Через силу приподнял каменные веки, над лицом елозила колючая остистая борода Епифания, в мятом рыхлом лице, во многих бороздках его скопилась соленая влага. Инок упирался в лежанку, приподымал голову протопопа, подкладывал пухлую ладонь под затылок, и это прикосновение было тоже приятно Аввакуму. Но ерестливый, своевольный, сутырный человек постоянно дежурил в Аввакуме и при всяком вздорном случае восставал в нем.
– Поститва любит сердитых. Да и ты, батько, свой черед знай. Не утекай в царствие бессмертных, нас не спросяся, – увещевал Епифаний.
– Ага... Тебя забыл спросить, – фыркнул Аввакум, и жесткие усы его по-кошачьи вздернулись. – Вам бы только пить. Вы и живых пропивать готовы. Свою-то душу давно заложили дьяволу. – Аввакум спихнул Епифания, свесил голову с печи. – И ты, распопа, мать твою в рогозницу. И не боишься, ежли я тебе на чепь посажу?
– Ха-ха-ха! Бать-ко-о! Ожил? Вот и не мешай поминать раба Божия Аввакума. Сиживали, сердешный, и мы на чепи. И нас не медом потчевали. Да скажу тебе: лучше с чаркою на чепи, чем тверезым на печи... Заколел ты, жалконький, посинел, как наважка у иордани, – балагурил распопа, не позабывая меж тем приложиться к чаре. Один расселся на лавке, разложив локти по столешне, как волостной писарь иль подьячий из расправы, верша суд.

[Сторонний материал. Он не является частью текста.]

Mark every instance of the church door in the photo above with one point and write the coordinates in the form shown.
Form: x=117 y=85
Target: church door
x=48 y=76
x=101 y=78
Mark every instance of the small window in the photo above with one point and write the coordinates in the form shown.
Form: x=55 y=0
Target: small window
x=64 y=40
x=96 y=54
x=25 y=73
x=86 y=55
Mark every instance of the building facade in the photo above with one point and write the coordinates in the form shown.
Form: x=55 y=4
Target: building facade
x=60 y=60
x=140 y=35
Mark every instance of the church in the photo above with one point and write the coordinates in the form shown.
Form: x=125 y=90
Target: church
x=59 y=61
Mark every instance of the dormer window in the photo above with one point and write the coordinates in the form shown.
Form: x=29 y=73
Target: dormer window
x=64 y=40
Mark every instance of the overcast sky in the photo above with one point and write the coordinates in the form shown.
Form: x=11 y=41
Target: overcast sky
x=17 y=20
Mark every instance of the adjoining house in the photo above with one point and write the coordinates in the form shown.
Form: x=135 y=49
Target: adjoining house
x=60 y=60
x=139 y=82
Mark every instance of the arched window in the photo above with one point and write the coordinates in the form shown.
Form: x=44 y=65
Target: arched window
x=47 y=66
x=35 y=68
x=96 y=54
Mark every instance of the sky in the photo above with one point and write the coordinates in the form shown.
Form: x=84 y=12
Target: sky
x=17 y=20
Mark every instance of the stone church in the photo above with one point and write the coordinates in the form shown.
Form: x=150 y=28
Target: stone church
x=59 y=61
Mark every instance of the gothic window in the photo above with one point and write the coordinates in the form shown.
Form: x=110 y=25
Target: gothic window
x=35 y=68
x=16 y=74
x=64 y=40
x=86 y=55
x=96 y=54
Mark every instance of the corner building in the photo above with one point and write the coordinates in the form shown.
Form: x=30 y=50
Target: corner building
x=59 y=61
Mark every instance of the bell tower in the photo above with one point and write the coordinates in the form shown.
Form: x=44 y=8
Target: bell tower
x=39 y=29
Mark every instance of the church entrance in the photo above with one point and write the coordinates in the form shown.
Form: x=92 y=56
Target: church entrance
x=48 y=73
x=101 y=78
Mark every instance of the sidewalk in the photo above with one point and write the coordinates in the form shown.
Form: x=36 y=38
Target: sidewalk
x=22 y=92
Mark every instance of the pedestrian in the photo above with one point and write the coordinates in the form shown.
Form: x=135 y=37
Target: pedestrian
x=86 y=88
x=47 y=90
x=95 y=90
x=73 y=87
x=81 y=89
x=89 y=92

У Лазаря глаза лупастые, бледно-серые, лицо мясистое, багровое, и кудлатая борода тугим ожерельем, как бы споднизу, подпирает лицо, приоткидывает его назад. Ой, распопа, ой, атаман, тебе бы кистень в руки – да айда на Волгу. Раздолье там. Слыхать, голытьба заподымалась в тех местах, шальные головы у разбойников в почете.
– Ты не шути, баловень. Больно балуешь, как острастки-то не знаешь, – оборвала жена Домница, набравшись храбрости; так и остоялась голубица у двери, не смея матицу перейти. – Ты взаболь запомирал иль сдуровал? – обратилась к протопопу; ее рыжеватенькое бледное личико перекосилось, и разбежистые глазенки остекленели в тревоге. Но так и не дождалась голубеюшка ответа. Протопоп лишь смерил ее верхним скользящим взглядом и снова перевел глаза в передний угол, где пировал распопа.